The main difference between real analytic and complex analytic for functions in $\mathbb R^2 = \mathbb C$ is the following (I assume all the functions are smooth and we are working around $p=0$ for calculations):
Being real analytic at a point $p$ speaks about the growth of the derivatives in a neighbourhood of $p$. It is a very "analysis" property, because every smooth function $F : \mathbb R^2 \to \mathbb R^2$ can be "represented" in a neighbourhood of $p$ as
$$
F \equiv \sum_{n,m =0}^{\infty} \frac{\partial^{n+m}F}{\partial x^i\partial y^j}(0,0)\frac{x^i y^j}{i!j!}
$$
You can interpret $\equiv$ as you wish, but for example, by Taylor's theorem, these functions are equal to order $k$ for all $k \in \mathbb N$. The function is real analytic if $\equiv$ is an equality (this is, if the power series converges uniformly and coincides with $f$).
However, the obstruction to being complex analytic is bigger because it is "algebraic". Let me explain this:
Take $F$ as before. Because $\mathbb R^2 = \mathbb C$, you can think of $F=(F_1, F_2) = F_1+iF_2$. If $F$ is real analytic, then it is of the form
$$
F= \sum_{n,m=0}^{\infty} (a_{n,m}+ib_{n,m}) x^n y^m = \sum_{n,m=0}^{\infty} c_{n,m} x^n y^m
$$
For some complex $c_{n,m}$. You could define complex analytic functions as those that can be written in this form (convergent power series etc) but it doesn't seem very correct because $x,y$ are not the natural coordinates of the complex plane, so we use the formulas $z = x+iy, \bar z = x-iy$ to get $x = \frac{z+\bar z }{2}$ $y = \frac{z-\bar z}{2}$. After expanding all the powers, we get a representation
$$
F= \sum_{n,m=0}^\infty d_{n,m} z^n \bar z^m
$$
for some complex $d_{n,m}$. However, we have not done anything new. A funcion $F : \mathbb C \to \mathbb C$ can be written in this form iff it is real analyitic. Now, if you try to treat $\mathbb C$ as if it was a completely different field from $\mathbb R$, then complex analytic functions $F : F : \mathbb C \to \mathbb C$ should have a 1-dimensional power series representation (like real analytic functions $f : \mathbb R \to \mathbb R$), so you have to pick one variable.

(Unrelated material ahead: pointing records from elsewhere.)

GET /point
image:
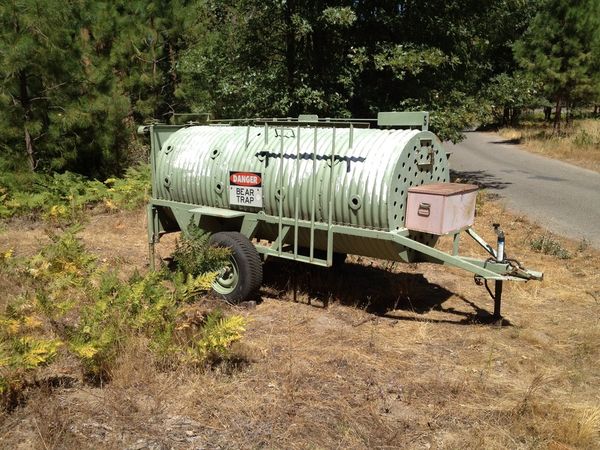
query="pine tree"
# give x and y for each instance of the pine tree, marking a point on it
(562, 49)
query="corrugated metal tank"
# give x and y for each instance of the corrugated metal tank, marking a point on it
(373, 169)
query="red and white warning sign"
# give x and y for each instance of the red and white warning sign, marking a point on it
(245, 189)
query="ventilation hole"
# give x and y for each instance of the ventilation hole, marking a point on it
(354, 202)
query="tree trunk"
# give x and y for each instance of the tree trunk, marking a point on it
(547, 113)
(557, 114)
(29, 148)
(26, 105)
(290, 53)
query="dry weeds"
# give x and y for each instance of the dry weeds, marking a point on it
(398, 359)
(578, 144)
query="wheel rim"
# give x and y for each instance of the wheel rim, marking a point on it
(228, 278)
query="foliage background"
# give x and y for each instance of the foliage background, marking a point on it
(77, 76)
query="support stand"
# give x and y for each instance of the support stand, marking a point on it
(498, 301)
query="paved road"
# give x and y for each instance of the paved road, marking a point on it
(561, 197)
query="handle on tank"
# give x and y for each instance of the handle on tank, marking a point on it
(424, 209)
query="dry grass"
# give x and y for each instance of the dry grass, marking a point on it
(577, 144)
(397, 360)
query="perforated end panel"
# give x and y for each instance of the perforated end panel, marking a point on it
(412, 170)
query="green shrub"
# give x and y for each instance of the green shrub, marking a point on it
(194, 256)
(85, 308)
(65, 197)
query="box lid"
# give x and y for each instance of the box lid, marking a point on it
(445, 189)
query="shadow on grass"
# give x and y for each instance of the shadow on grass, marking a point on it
(378, 291)
(479, 177)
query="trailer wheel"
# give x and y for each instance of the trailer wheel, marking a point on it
(243, 275)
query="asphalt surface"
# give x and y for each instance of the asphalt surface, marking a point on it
(561, 197)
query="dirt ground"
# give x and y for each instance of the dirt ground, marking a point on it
(371, 355)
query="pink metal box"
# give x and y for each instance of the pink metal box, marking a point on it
(441, 208)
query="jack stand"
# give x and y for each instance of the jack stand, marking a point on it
(152, 256)
(497, 317)
(295, 286)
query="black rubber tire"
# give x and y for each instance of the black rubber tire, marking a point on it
(247, 261)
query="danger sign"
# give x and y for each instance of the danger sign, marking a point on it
(245, 189)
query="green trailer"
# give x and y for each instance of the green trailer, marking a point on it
(314, 190)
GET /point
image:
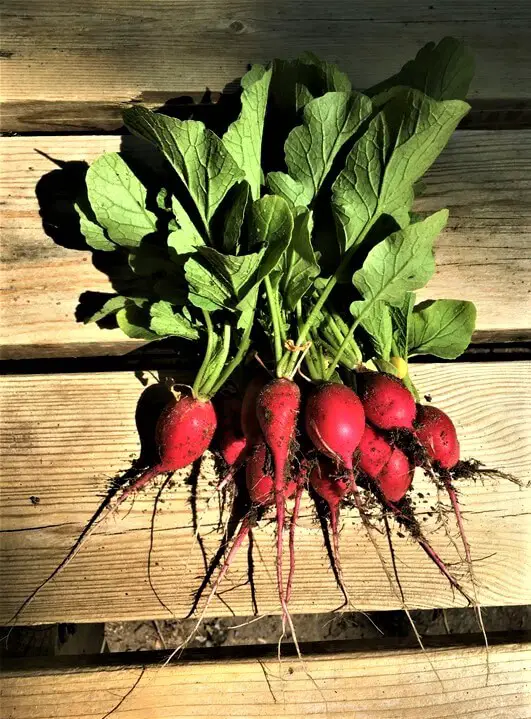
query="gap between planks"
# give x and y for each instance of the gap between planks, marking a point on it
(484, 255)
(375, 685)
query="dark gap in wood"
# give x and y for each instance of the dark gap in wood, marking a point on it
(118, 661)
(41, 118)
(150, 359)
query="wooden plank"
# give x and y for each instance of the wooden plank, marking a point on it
(484, 255)
(109, 53)
(373, 685)
(66, 436)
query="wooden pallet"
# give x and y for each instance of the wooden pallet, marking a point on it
(68, 429)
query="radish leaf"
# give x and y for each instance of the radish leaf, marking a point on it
(118, 200)
(165, 322)
(328, 122)
(401, 263)
(376, 321)
(134, 321)
(93, 233)
(442, 328)
(442, 71)
(243, 138)
(198, 156)
(400, 144)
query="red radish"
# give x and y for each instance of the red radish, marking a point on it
(335, 421)
(395, 478)
(249, 425)
(436, 432)
(388, 404)
(388, 466)
(332, 489)
(231, 441)
(374, 452)
(183, 433)
(277, 409)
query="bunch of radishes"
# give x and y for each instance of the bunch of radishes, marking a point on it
(291, 238)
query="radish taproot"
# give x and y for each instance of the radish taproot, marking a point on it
(332, 489)
(387, 402)
(183, 433)
(231, 440)
(277, 409)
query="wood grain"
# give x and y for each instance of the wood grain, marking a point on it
(109, 53)
(484, 255)
(66, 436)
(372, 685)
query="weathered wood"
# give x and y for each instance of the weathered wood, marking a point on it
(484, 255)
(61, 116)
(376, 685)
(66, 436)
(109, 53)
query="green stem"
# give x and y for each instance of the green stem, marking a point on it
(238, 357)
(310, 320)
(348, 338)
(219, 363)
(211, 338)
(275, 318)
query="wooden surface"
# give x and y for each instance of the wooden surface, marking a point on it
(56, 59)
(66, 436)
(375, 685)
(484, 255)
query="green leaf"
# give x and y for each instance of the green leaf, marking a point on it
(286, 187)
(198, 156)
(110, 307)
(235, 217)
(376, 321)
(400, 144)
(300, 266)
(165, 322)
(93, 233)
(401, 316)
(442, 328)
(239, 272)
(134, 322)
(332, 77)
(271, 226)
(149, 259)
(243, 138)
(118, 200)
(442, 71)
(206, 290)
(186, 238)
(328, 122)
(401, 263)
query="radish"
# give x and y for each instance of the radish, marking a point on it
(436, 432)
(332, 489)
(388, 466)
(374, 452)
(300, 484)
(277, 409)
(183, 433)
(249, 425)
(388, 404)
(334, 421)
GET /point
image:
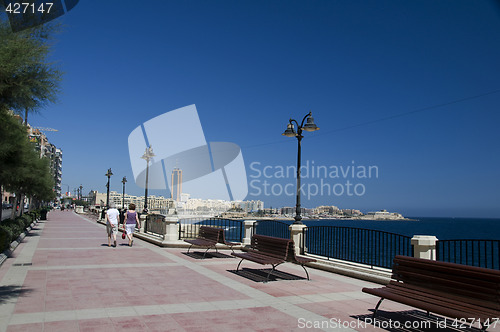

It turns out that the best thing is to pick $z$ as your variable. Then, complex analytic function should be of the form
$$
G = \sum_{n=0}^\infty e_n x^n
$$
Compare this to the representation of $F$. We are saying that a real analytic function is complex analytic when all the $d_{n,m}=0$ for all $m>0$. This is a VERY strong condition, and undoing the changes $z, \bar z$ yields it imposes an infinite set of algebraic conditions on the derivatives of $F$ wrt $x$ and $y$. We are saying that almost all the terms are $0$. It is basically reducing the information needed to encode a function from $\mathbb C^{\mathbb N \times \mathbb N}$ to $\mathbb C^{ \mathbb N}$ (I know these sets are equipotent, but think about it as linear vs quatratic growth).
The magic of complex analysis is being able to treat with this functions with so much ease, and this is a very very specific thing about the pair of fields $\mathbb R \subset \mathbb C$, and the main theorem is that if a $\mathcal C^1$ function $F : \mathbb R ^2 \to \mathbb R ^2$ satisfies the algebraic equations that I mentioned earlier for their first order derivatives (which are called the Cauchy-Riemann) equations, then it is complex analytic and therefore satisfies all these equations. This is one of the reasons why complex analysis is so beautiful and unexpected.
So, IMO the main you should keep is that $F$-analytic functions, where $F$ is a complete field like $\mathbb R $ or $\mathbb C$ (but also like the $p$-adics $\mathbb Q_p$) should be defined in terms of $F$ only, trying to generalize how you define them in $\mathbb R$ and that these definitions don't need to have anything to do with each other. For example, the difference between complex and real analytic is huge. However, just in the case $\mathbb R \subset \mathbb C$ it turns out that there is a very particular and interesting connection between the definitions.